Linear independence of matrices $I, A, A^2$ I want to prove that $I,A,A^2\:$matrices $\in M_{2\times 2}$ are $\textit {linearly independent}$. 
I consider the following matrices and their "corresponding" vectors:
$I=\begin{pmatrix} 1 & 0 \\ 0 & 1 \end{pmatrix}\to (1,0,0,1)$
$A=\begin{pmatrix} a & b \\ c & d \end{pmatrix}\to (a,b,c,d)$
$A^2=\begin{pmatrix} a^2+ b c & ab+db \\ ac+dc & d^2+bc\end{pmatrix}\to (a^2+bc, ab+db, ac+dc,d^2+bc)$
What I am trying to do, is to prove that these vectors are $\textit{linearly independent}$. 
For that direction, I want to prove that (at least) one $3\times 3$ determinant is $\neq 0$. 
It seems that all $3\times 3$ determinants $\left( e.g. \begin{vmatrix} 1 & 0 & 0\\ a & b & c\\ a^2+bc & ab+db & ac+dc\end{vmatrix} \right)$ are equal to zero! What am I really missing? 
 A: The thing you're trying to prove is not true. Consider the case $A = I$. 

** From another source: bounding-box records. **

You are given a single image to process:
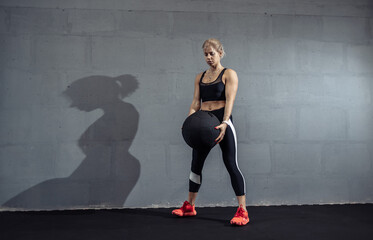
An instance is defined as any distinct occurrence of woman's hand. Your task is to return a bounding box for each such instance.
[215,123,228,143]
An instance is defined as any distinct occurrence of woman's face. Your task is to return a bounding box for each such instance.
[203,46,220,66]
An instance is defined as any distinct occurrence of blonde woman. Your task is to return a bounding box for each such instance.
[172,38,249,226]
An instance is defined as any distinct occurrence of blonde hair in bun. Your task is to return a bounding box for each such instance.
[202,38,225,58]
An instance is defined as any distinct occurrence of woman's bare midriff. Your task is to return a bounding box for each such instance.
[201,100,225,111]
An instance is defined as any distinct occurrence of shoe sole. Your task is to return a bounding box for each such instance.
[172,212,197,217]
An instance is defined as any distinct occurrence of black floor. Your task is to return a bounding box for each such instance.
[0,204,373,240]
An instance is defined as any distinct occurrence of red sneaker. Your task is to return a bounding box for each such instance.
[172,201,197,217]
[231,206,250,226]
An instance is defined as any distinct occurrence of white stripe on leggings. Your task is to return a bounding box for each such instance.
[226,119,246,194]
[189,172,201,184]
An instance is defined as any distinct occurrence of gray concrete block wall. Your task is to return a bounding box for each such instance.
[0,0,373,209]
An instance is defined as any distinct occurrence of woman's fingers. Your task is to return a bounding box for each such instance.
[215,124,225,143]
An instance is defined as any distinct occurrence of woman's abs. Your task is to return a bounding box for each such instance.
[201,100,225,111]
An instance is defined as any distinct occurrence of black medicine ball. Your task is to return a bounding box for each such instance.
[182,111,220,150]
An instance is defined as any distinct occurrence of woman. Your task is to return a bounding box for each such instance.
[172,38,249,225]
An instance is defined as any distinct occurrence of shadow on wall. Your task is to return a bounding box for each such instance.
[3,75,140,209]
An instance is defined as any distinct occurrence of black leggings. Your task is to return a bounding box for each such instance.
[189,108,246,196]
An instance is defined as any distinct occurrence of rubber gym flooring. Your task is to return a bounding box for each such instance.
[0,204,373,240]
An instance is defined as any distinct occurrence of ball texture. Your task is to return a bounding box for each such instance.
[182,111,220,150]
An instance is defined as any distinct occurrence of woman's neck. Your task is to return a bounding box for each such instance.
[209,63,223,73]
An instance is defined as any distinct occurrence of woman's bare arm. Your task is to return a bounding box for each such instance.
[223,69,238,121]
[188,73,202,116]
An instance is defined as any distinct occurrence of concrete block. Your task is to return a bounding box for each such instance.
[348,105,373,141]
[218,13,270,39]
[322,143,371,177]
[55,142,86,177]
[137,104,185,143]
[235,73,273,106]
[237,143,272,176]
[323,75,372,105]
[54,108,99,142]
[92,37,146,73]
[0,109,32,145]
[167,72,193,102]
[0,8,10,33]
[119,11,172,37]
[347,45,373,73]
[0,69,67,109]
[298,175,349,204]
[218,35,250,73]
[0,143,56,181]
[270,73,303,104]
[348,176,373,203]
[271,15,323,40]
[32,36,90,70]
[130,72,172,105]
[0,35,32,69]
[172,11,219,38]
[322,16,370,43]
[131,141,166,193]
[272,143,321,176]
[248,39,296,72]
[66,9,121,35]
[297,41,346,73]
[299,107,347,140]
[10,8,68,34]
[246,176,301,205]
[143,37,196,72]
[248,107,296,140]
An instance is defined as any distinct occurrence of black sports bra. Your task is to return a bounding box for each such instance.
[199,68,226,102]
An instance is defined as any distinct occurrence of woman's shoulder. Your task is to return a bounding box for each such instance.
[224,68,237,74]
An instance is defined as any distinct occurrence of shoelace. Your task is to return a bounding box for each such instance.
[181,201,189,211]
[234,208,245,217]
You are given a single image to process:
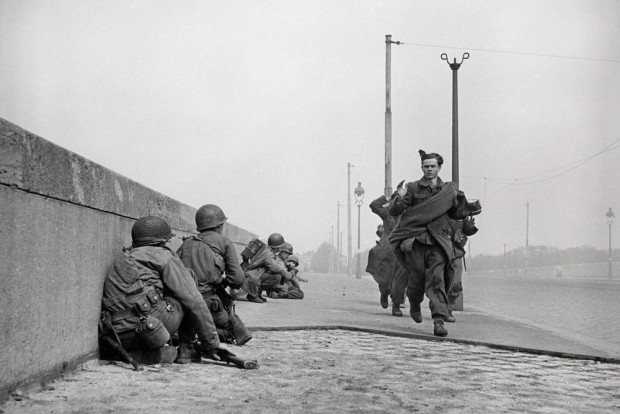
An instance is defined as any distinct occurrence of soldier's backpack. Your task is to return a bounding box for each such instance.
[241,239,265,261]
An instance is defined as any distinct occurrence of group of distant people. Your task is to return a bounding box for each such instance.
[99,204,307,369]
[366,150,482,336]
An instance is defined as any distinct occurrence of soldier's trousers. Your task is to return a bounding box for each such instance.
[118,297,194,351]
[258,272,282,294]
[405,240,452,320]
[448,257,463,311]
[390,262,410,306]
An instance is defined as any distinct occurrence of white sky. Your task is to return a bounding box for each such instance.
[0,0,620,255]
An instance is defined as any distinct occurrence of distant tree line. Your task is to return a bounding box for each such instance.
[465,246,620,271]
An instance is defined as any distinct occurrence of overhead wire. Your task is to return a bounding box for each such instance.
[400,42,620,63]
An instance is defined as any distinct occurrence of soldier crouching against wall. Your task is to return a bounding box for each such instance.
[241,233,291,303]
[102,216,234,363]
[177,204,252,345]
[267,243,307,299]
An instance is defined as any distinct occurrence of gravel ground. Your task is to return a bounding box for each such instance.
[1,330,620,414]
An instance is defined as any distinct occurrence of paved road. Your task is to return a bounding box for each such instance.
[0,330,620,414]
[464,275,620,354]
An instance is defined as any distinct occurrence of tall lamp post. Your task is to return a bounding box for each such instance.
[353,182,364,279]
[441,53,469,186]
[605,207,616,279]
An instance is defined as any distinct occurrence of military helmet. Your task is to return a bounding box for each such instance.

More generally, if $A$ is any $2 \times 2$ matrix, then you can compute its characteristic polynomial, $c(x)$, the determinant of $A - xI$. That will be some quadratic polynomial in $x$, like
$$
3x^2 - 22 x^1 + 8x^0.
$$
It turns out that if you plug in $A$ for $x$ , and treat the $A^0$ as $I$, you'll get a $2 \times 2$ matrix...that's the zero matrix! That's called the Cayley-Hamilton theorem. 
As an example: 
$$
A = \begin{bmatrix}1 & 3 \\ -1 & 1 \end{bmatrix} \\
A- xI = \begin{bmatrix}1-x & 3 \\ -1 & 1-x \end{bmatrix} \\
c(x) = det(A - xI) = (1-x)^2 + 3 = x^2 -2x + 4
$$
Now plug $A$ into $c$ to get
$$
c(A) = A^2 - 2A + 4I \\
 = \begin{bmatrix} -2 & 6 \\ -2 & -2 \end{bmatrix} -  \begin{bmatrix}2 & 6 \\ -2 & 2 \end{bmatrix}  +  \begin{bmatrix}4 & 0 \\ 0 & 4 \end{bmatrix} \\
= \begin{bmatrix}0 & 0 \\ 0 & 0 \end{bmatrix} 
$$
A: First of all your matrix is a root of its characteristic polynomial . The bad news is that its square is linear dependant from its lower order terms. The good news is that the algebra generated by this matrix (if its characteristic polynomial is irreducible which it's mostly is) is the splitting field of its roots.